We've learnt the value of money." He discussed the possibility of a country house, of taking a Martello tower as a swimming-box (as one might say a shooting-box) of living in Venice because of its artistic associations and scenic possibilities, of a flat in Westminster or a house in the West End. He also raised the question of giving up smoking and drinking, and what classes of drink were especially noxious to a man of his constitution. But discourses on all this did not prevent a parenthetical computation of the probable profits on the supposition of a thousand nights here and in America, nor did it ignore the share Kipps was to have, nor the gladness with which Chitterlow would pay that share, nor the surprise and regret with which he had learnt, through an indirect source which awakened many associations, of the turpitude of young Walshingham, nor the distaste Chitterlow had always felt for young Walshingham and men of his type. An excursus upon Napoleon had got into the torrent somehow and kept bobbing up and down.
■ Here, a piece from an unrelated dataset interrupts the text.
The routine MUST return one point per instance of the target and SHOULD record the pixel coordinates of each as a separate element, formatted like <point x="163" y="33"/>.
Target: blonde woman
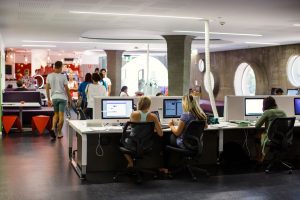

The whole thing was thrown into the form of a single complex sentence, with parenthetical and subordinate clauses fitting one into the other like Chinese boxes, and from first to last it never even had an air of approaching anything in the remotest degree partaking of the nature of a full stop.

Into this deluge came the _Daily News_, like the gleam of light in Watts' picture, the waters were assuaged while its sheet was opened, and it had a column, a whole column, of praise. Chitterlow held the paper and Kipps read over his left hand, and Ann under his right. It made the affair more real to Kipps; it seemed even to confirm Chitterlow against lurking doubts he had been concealing. But it took him away. He departed in a whirl, to secure a copy of every morning paper, every blessed rag there is, and take them all to Dymchurch and Muriel forthwith. It had been the send-off the Boys had given him that had prevented his doing as much at Charing Cross--let alone that he only caught it by the skin of his teeth.... Besides which the bookstall wasn't open. His white face, lit by a vast excitement, bid them a tremendous farewell, and he departed through the sunlight, with his buoyant walk, buoyant almost to the tottering pitch. His hair, as one got it sunlit in the street, seemed to have grown in the night.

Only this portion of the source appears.